1つの到達点になった「白州18年」
それを物語るエピソードを聞いた。ブレンダー室配属初日、輿石さんを待っていたのは、一種異様な光景だったという。
「テーブルの上に並んだグラスを、先輩たちが黙って順に香りをみて、口に含んでいく。違うと感じたグラスは、少しだけ前に押し出す。それだけなんです」
言葉のないやり取りに、戸惑った。とんでもないところに来てしまった。自分に務まる仕事なのかと、不安がよぎった。
「わからないことは、聞くしかない。理由を教えてもらい、もう一度、原酒の香りをみて、口にふくんで、香味を確かめる。それをくり返しました」
ひたすら飲んで、利く。「原酒の使い方」や「ブレンドの仕方」を先輩から学ぶまでには、さらに数年の月日が経っていた。
「ウイスキーにおける原酒の“構成”を教わるんです。たとえば、スパニッシュオークの原酒をこんなふうにブレンドしたら、より『白州』らしくなりますよ、というレシピです」
それを自分の舌で確かめ新たな味を探すなか、1つの到達点になったのが、前述の「白州18年」だった。

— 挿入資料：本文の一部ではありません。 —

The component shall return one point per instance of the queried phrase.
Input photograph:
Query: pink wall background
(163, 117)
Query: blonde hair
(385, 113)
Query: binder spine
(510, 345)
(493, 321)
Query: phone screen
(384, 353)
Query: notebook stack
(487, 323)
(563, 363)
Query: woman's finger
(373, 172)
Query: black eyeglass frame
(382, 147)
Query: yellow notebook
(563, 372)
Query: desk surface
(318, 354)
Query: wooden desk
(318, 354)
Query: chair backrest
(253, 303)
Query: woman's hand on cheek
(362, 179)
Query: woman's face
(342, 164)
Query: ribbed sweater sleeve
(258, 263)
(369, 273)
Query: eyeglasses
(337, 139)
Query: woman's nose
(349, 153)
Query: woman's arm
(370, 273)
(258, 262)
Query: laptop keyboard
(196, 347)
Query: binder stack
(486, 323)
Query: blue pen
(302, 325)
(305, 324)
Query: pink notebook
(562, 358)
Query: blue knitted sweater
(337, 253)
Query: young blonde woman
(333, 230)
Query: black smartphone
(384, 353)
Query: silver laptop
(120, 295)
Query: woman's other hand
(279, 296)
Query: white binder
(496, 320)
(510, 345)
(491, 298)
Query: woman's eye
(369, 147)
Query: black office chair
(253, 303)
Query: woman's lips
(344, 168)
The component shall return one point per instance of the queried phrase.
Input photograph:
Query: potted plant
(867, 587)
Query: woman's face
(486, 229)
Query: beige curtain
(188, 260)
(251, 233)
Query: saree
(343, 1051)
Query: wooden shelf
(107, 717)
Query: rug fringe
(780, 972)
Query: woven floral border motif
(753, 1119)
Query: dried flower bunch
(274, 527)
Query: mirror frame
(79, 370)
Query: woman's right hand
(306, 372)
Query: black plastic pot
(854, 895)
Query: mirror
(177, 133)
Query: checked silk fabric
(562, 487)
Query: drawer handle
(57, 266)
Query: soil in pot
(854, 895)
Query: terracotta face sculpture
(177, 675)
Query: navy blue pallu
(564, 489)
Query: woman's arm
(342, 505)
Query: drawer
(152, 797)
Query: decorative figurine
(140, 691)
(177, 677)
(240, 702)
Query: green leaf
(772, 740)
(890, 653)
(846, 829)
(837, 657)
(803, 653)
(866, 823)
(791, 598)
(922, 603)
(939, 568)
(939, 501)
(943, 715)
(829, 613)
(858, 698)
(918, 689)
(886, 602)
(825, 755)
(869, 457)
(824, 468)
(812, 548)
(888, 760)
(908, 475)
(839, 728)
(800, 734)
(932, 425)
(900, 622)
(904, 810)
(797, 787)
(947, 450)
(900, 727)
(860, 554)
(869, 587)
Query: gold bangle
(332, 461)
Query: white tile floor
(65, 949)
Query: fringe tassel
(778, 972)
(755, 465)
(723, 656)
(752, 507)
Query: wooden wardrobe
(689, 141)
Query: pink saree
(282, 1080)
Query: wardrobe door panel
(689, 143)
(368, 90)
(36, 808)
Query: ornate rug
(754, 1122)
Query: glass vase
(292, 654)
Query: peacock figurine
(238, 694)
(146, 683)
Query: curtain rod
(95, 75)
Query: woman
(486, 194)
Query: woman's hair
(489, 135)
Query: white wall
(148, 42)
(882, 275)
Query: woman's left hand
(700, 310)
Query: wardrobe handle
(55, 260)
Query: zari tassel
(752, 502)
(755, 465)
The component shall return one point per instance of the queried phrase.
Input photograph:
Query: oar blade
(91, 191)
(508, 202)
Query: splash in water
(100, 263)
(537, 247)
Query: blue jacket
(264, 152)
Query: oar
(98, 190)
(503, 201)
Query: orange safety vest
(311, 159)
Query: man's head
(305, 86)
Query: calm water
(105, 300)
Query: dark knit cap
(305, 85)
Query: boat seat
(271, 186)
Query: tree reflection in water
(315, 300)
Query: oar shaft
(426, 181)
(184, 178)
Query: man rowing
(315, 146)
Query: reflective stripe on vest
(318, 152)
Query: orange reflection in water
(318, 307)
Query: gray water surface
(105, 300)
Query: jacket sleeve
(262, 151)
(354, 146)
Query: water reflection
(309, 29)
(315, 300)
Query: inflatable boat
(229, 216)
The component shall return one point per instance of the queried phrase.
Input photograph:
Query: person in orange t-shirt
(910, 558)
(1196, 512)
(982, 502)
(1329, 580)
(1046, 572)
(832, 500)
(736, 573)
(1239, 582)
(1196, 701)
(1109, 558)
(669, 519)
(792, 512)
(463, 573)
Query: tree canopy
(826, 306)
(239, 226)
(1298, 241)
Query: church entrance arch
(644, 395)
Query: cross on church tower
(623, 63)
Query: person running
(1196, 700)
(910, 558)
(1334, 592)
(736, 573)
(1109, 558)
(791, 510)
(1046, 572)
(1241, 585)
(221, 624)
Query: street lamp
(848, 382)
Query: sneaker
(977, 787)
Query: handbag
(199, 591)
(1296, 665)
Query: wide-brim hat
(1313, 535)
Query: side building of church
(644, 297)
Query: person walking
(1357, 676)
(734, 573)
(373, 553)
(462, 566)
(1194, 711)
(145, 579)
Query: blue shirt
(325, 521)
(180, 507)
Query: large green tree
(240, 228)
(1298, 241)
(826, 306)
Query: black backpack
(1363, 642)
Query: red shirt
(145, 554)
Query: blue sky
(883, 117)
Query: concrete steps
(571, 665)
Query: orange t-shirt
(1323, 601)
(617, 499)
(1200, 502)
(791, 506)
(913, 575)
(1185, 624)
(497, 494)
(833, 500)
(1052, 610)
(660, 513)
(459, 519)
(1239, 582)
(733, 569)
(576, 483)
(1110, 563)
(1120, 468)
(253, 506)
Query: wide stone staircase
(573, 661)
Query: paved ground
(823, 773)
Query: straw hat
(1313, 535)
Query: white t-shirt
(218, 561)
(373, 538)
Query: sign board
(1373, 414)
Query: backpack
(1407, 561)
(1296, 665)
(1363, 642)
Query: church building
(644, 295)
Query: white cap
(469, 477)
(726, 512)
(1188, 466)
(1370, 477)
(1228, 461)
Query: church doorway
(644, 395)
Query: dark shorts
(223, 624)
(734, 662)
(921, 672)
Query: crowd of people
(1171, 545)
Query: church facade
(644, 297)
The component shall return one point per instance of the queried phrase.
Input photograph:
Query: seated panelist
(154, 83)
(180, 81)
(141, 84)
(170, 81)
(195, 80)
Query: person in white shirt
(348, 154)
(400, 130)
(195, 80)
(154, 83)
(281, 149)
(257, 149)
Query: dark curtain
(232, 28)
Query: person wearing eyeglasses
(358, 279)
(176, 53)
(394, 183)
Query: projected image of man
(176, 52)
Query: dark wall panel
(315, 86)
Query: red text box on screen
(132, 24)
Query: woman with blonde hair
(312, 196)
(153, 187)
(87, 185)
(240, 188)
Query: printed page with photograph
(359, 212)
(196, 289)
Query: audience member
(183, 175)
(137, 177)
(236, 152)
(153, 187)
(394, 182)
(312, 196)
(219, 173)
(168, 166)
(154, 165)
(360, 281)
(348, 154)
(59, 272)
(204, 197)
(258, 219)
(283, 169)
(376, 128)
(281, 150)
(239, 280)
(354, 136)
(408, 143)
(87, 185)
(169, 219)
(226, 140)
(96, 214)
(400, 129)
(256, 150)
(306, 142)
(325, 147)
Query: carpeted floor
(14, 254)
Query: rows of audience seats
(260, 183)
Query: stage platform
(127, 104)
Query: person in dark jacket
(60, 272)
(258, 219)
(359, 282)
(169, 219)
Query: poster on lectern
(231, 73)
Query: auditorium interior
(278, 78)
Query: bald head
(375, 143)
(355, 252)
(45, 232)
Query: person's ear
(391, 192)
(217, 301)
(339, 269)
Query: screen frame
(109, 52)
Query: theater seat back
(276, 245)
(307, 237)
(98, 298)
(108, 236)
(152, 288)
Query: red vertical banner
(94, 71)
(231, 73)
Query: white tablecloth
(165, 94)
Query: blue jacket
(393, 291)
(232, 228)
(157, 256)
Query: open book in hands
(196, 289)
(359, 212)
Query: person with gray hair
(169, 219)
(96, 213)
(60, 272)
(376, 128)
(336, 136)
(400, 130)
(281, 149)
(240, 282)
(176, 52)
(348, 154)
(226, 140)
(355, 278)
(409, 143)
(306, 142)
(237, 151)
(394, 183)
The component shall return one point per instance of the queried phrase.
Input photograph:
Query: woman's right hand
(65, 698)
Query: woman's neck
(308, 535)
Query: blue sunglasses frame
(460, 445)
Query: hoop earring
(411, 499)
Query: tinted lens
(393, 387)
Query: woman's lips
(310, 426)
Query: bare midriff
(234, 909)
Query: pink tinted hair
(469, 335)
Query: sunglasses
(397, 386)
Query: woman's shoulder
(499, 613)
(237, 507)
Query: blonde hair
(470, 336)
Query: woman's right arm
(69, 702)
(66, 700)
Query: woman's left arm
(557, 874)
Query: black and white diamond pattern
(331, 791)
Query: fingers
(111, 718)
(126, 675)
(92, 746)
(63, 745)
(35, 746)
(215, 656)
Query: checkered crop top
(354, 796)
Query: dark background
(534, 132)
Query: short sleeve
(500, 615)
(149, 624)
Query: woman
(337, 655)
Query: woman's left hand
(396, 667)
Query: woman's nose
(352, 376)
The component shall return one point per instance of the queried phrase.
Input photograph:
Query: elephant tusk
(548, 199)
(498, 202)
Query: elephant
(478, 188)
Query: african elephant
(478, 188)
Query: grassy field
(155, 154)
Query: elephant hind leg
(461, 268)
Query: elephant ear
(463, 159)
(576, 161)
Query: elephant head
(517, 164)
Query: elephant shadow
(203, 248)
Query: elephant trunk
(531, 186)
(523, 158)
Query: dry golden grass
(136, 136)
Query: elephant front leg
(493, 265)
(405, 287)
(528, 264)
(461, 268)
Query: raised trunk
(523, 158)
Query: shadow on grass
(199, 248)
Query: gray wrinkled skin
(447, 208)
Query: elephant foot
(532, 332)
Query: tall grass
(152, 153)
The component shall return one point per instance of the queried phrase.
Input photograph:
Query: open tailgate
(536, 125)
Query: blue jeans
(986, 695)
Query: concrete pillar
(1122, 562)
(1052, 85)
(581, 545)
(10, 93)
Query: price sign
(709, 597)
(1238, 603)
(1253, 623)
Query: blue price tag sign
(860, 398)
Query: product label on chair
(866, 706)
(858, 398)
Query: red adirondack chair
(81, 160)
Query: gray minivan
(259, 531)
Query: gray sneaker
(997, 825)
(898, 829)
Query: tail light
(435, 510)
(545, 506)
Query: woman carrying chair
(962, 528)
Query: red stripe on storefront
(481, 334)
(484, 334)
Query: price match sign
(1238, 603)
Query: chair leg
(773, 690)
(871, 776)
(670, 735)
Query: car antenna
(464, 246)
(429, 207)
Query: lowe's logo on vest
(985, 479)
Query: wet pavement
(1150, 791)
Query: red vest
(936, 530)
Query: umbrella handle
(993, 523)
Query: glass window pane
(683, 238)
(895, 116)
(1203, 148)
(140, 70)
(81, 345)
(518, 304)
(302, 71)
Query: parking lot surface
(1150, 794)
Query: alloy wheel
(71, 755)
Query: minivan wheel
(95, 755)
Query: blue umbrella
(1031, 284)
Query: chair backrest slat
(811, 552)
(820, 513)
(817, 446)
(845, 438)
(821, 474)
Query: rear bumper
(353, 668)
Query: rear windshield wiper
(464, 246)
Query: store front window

「目指したのは、古い原酒の『枯れた感じ』です。『白州12年』の特徴はスモーキーで、フルーツのような甘い香りがするんですね。ならば『18年』には、しっかりとした熟成感を加えよう、と。フルーツが、ドライフルーツになるようなイメージです」
「白州18年」は、約3年かけて完成させた。2010年、ブレンダー室の主席ブレンダーとなる。「白州25年」を続いて担当。そして、サントリーウイスキーのブレンデッド最高峰「響」を任される。
「正直、緊張しました。社のブランドを背負う重さが、別格でしたから」
ISCで3年連続全部門最高賞を受賞
だが、自分の戦法は変えなかった。“数”だ。「響」を飲みつづけることだ。
「毎日飲むと、輪郭が見えてきます。口に含むと、舌に響くようなキックはない。しかしキレはある。そしてまろやかさと甘さが違う。とろけるような口当たりと華やかな余韻。これが『響』の世界だと、自分の鼻と舌に教え込んだんです」
このブレンドを可能にするのは、やはり原酒のクオリティだという。長期熟成に耐えられる原酒が、先人たちの手によってしっかりと貯蔵されていたのだ。そして、それを評価する飲み手がいる。今や、国内だけではない。愛飲者は海外にも広く及ぶ。
象徴的なブランドが、「白州25年」である。2022年、先述のISCにおいて、ジャパニーズウイスキー部門の最高賞を受賞。しかもこの流れは、単発では終わらない。2023年には「山崎25年」、2024年には「山崎12年」、2025年には「山崎18年」。いずれもISCで、全部門最高賞となる「シュプリーム チャンピオン スピリット」を3年連続受賞。年を追うごとに、輿石さんが手がけるブランドが、その名を呼ばれ続けている。